Research paper on merger and acquisition

To fix this, set the correct time and date on your have installed an application that monitors or blocks cookies from being set. Build theory from emerging markets phenomenon and the emergence of case study research–a “test-tube” typology”, cogent business & management, vol.

Mergers and acquisitions research papers

Case method is “an empirical inquiry that investigates a contemporary phenomenon within its real life context, especially when the boundaries between phenomenon and context are not clear evident, and it relies on multiple sources of evidence” (yin, 1994, p. Similarly, woodside (2010) defined as “an inquiry that focuses on describing, understanding, predicting, and/or controlling the individual” (i.

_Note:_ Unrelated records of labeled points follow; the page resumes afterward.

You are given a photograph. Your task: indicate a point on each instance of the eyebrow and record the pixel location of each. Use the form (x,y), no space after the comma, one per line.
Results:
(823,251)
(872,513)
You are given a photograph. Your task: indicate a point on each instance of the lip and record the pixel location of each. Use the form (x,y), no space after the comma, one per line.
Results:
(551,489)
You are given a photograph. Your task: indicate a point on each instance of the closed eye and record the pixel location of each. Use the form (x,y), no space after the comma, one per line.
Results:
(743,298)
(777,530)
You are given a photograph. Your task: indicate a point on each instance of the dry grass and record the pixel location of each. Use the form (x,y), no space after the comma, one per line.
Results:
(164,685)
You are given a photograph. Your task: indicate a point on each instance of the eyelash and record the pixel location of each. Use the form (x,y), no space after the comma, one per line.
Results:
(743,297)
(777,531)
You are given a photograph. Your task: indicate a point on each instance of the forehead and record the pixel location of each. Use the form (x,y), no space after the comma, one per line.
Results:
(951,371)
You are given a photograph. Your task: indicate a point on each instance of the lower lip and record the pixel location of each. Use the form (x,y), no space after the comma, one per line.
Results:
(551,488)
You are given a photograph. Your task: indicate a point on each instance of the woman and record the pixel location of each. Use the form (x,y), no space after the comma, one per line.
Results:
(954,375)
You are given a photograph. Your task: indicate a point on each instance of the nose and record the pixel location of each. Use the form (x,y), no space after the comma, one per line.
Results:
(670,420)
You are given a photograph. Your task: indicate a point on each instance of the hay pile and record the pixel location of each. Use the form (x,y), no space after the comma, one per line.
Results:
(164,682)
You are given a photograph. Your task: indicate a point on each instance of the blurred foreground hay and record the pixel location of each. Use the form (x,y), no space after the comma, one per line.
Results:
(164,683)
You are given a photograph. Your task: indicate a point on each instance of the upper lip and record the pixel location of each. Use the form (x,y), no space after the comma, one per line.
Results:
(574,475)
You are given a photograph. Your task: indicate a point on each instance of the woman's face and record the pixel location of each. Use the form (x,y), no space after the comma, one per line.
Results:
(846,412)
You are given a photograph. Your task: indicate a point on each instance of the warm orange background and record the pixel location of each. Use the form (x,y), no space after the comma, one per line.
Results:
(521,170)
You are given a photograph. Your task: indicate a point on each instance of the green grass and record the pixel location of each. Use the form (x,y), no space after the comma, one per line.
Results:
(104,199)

If a buyer uncovers onerous information about a target that was not provided by the seller, a potential merger transaction can quickly unravel (parr, 2006). Special issue of the management research journal will focus on the most under examined temporal issue in the literature, that is, case study research in mergers and call for papers is open to all streams in management as well as all regions and continentals in the term, merger or acquisition, is defined, evaluated and used differently in different disciplines.

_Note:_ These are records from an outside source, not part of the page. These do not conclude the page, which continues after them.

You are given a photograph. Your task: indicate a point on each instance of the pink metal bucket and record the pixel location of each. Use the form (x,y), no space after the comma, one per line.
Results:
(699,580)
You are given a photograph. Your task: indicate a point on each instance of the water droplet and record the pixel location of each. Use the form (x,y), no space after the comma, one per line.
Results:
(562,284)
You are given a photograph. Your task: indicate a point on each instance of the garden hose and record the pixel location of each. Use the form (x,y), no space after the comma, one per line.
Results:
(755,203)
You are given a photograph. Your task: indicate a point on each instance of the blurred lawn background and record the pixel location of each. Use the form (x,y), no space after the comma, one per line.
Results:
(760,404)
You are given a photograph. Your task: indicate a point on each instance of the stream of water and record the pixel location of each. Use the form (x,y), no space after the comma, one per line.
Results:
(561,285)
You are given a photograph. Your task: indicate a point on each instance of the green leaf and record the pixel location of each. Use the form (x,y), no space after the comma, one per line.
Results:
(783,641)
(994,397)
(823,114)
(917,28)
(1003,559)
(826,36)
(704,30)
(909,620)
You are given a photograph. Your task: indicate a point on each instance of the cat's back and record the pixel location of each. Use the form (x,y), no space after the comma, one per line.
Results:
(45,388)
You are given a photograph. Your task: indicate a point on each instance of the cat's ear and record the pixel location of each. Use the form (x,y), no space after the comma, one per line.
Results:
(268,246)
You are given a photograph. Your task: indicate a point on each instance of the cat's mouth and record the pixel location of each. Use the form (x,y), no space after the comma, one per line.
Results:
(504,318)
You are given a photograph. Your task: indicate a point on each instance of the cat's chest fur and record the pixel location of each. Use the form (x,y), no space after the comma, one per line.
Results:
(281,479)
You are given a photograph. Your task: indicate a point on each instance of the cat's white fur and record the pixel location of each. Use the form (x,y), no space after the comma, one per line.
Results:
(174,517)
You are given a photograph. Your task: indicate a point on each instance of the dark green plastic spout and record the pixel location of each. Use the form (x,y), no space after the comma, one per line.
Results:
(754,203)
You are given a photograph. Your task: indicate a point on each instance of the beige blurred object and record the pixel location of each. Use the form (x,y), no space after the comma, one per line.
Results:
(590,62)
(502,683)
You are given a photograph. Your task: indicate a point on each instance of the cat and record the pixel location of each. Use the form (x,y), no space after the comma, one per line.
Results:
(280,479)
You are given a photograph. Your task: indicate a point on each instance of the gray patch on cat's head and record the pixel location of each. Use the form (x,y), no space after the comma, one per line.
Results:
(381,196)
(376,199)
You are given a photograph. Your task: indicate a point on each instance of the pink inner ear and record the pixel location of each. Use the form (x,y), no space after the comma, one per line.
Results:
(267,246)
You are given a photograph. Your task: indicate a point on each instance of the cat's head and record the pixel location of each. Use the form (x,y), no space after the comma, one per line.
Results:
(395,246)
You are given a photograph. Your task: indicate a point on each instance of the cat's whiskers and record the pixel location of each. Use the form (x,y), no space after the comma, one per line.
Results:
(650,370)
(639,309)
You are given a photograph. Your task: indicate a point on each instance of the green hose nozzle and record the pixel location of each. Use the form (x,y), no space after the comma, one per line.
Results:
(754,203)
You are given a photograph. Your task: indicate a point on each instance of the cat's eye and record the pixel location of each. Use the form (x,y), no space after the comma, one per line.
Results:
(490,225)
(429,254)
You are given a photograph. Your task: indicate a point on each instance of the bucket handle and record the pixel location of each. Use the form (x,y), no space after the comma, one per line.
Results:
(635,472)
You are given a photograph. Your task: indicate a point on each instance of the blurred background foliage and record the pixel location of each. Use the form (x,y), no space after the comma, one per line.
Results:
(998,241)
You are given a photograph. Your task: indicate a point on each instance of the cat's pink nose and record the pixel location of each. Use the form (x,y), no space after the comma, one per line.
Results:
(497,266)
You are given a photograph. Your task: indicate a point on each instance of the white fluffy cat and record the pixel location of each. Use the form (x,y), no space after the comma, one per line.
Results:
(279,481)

Finally, successful deal-making also requires the merging companies to share the same core values and this is as important as their desire for a strategic alliance. These are liabilities that will be incurred only when assets are sold, and these include costs for assets or income tax on capital gains realized through the sale of assets.

In short, private equity buyers with vast financial resources have a major influence on merger ry r factor influencing m&a activity is the general trend toward consolidation in certain industries, such as the frenzy surrounding technology companies during the boom of the 1990s. One key factor in this regard is for a company to enhance its core business by entering into transactions with entities in the same sector rather than buying ownership interests in target companies merely to expand the buyer's s do not occur overnight and sometimes take years to be fully implemented.

There are a number of factors involved in mergers and acquisitions and they often require the involvement of various advisors, such as investment bankers, lawyers, accountants, and deal managers. The buyer needs to rely on the information being provided by the seller and any other information that might be otherwise available, sellers also need to perform due diligence before they provide information to prospective buyers and "the seller should control the information flow" (parr, 2006, p.

2012), “mergers and acquisitions process: the use of corporate culture analysis”, cross cultural management: an international journal, vol. This requires that a buyer avoid the "negotiating frenzy" that sometimes arises in a competitive merger market and this ultimately rests on a buyer having performed sufficient due diligence (welch, 2006).

Conversely, the existing literature has been dominated by finance and accounting discipline, followed by economics, organizations and strategic management, international business, law and sociology (haleblian et al. In the course of performing due diligence, a great deal of information is exchanged and it is often the case that this information is confidential and may not be available to the public.

2011), “from a distance and generalizable to up close and grounded: reclaiming a place for qualitative methods in international business research”, journal of international business studies, vol. Case researchers use case method to answer “why and how” as well as to build new theory and suggest testable propositions based on in-depth case analysis that subject to single case or multiple cases (eisenhardt, 1989; hoon, 2013).

Prospective authors should submit their papers in a structured format that includes abstract, introduction, literature review, research design, discussions and conclusions. An acquisition can either be friendly where both parties want the deal to happen or can result in what is commonly known as a hostile takeover.

In the end, a company looking to grow its business has a greater chance for success by pursuing deals that expand a company's base "by adding new customers, products, markets or channels" (corbett, 2005, p. Moreover, the parties involved in an m&a transaction need to be mindful that m&a activity can trigger the buying and selling of stock on the various exchanges.

While, authors are suggested to present their abstract in the emerald style headings – purpose, design/method, findings, research limitations, practical implications, originality/value and keywords, and citation and feel free to contact us for any queries relating to manuscript preparation, submission and review son, l. At the same time, management scholars have paid less attention to qualitative research in m&a stream.

The buyer also needs to be familiar with the condition of the target company as well as any potentially bad financial situations, managerial problems, pending lawsuits, sales forecasts, and contingent liabilities (parr, 2006). 2014), “farmers fox theory: does a country’s weak regulatory system benefit both the acquirer and the target firm?

While, strategy scholars defined that merger/acquisition (m&a) is an inorganic growth and aggressive strategic alternative, which helps a business enterprise in achieving accelerated growth than that of reaching organic growth. For instance, economic researchers postulated that merger is the form of market for corporate control that arises due to economic, regulatory, or technology shocks.

Mergers and acquisitions can have far-reaching affects on the business community, the companies involved, and the companies’ employees, investors, and consumers. In industry parlance, the term "leverage" refers to debt, and the borrowed money increases the buyer's purchasing power.